J U N E A U, Alaska, Feb. 22 -- Tom White was hunting bear near the mouth of Alaska's Copper River in 1896 when he slipped and fell into a slimy black pool. After returning to his cabin he cleaned off his rifle with an old rag and threw it into the fireplace.

The rag burst into flames, triggering White's curiosity. He returned to the pool, tossed a match in it, and stood back as flames leaped for the sky. The pool burned for a week, marking the beginning of Alaska's long love affair with oil.

White's discovery led to the first producing wells in Alaska, but it all came to an end on Christmas Day in 1933 when the refinery at the Katalla oil field burned to the ground.Although White and his discovery now belong to history, the fires still rage, not only in Alaska but across the United States, over the consequences of putting oil derricks in some of the most spectacular vistas in the world.
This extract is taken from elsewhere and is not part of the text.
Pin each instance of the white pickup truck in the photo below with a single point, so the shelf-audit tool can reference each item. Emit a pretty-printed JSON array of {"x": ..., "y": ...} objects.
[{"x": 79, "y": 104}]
Most Alaskans Favor Drilling

The current lightning rod in this ongoing debate is the Arctic National Wildlife Refuge, a sprawling chunk of land that stretches from the forbidding Brooks Range to the Beaufort Sea. Sen. Frank Murkowski, R-Alaska, is expected to introduce legislation in about a week that would open the refuge's coastal plain to oil exploration.

The refuge is home to all those creatures Alaska is known for, from polar bears to wolves, and the coastal plain serves as a vital calving ground for the porcupine caribou heard. About half of the 19-million acre refuge is classified as wilderness, and thus is off limits to oil exploration. But in 1980 Congress mandated that the refuge's 1.5-million acre coastal plain be explored for oil.
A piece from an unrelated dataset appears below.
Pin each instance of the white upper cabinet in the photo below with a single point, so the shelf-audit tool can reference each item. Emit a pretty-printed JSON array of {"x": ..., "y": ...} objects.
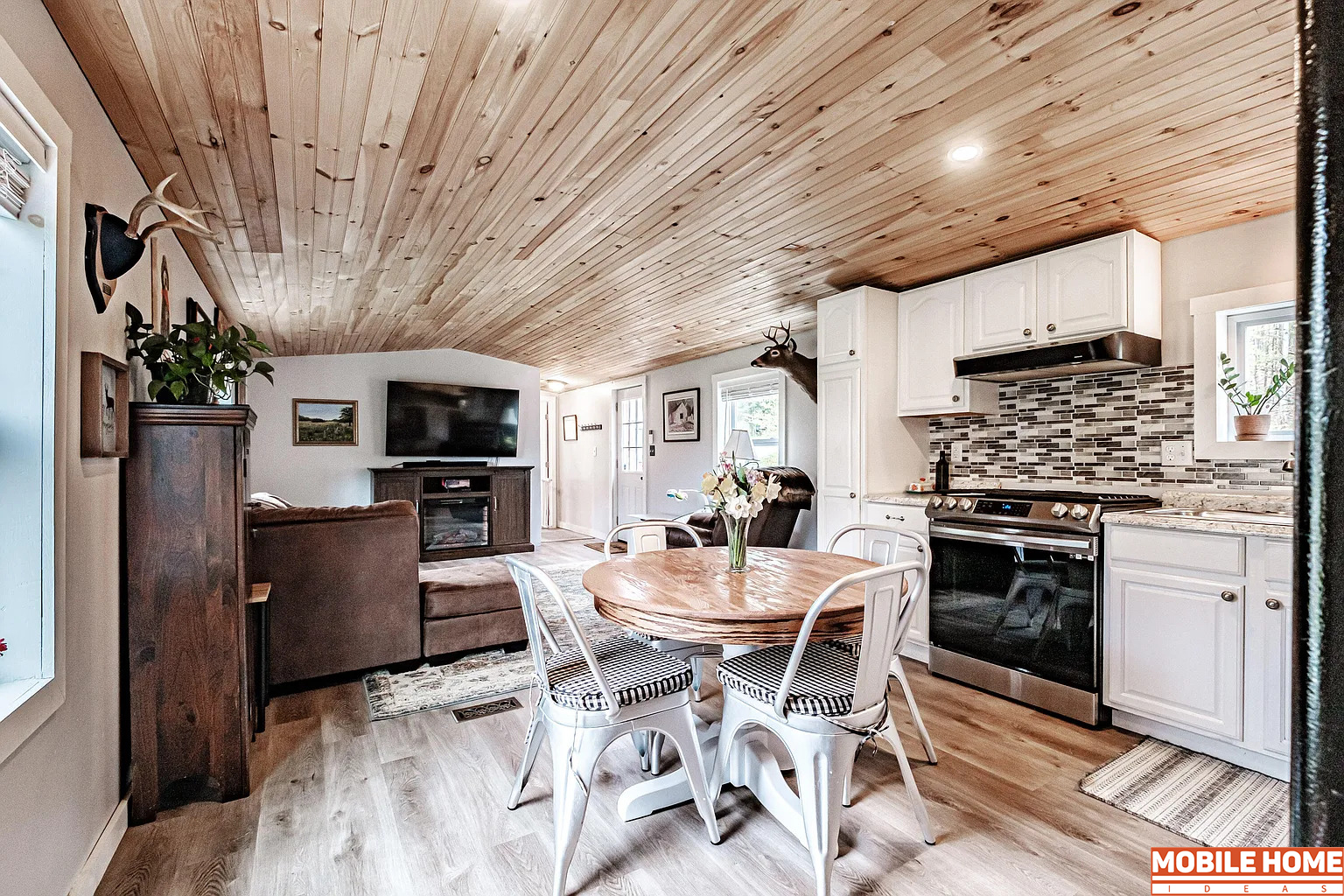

The U.S. Geological Survey recently estimated that somewhere between 5.7 and 16 billion barrels of oil lie beneath the plain. Opponents say that's not enough oil to risk sacrificing the refuge, which is so remote that only about 1,000 people a year visit it. But proponents, like Alaska's Gov. Tony Knowles, say the field "could produce 2 million barrels a day for at least 25 years," and that's a lot of oil.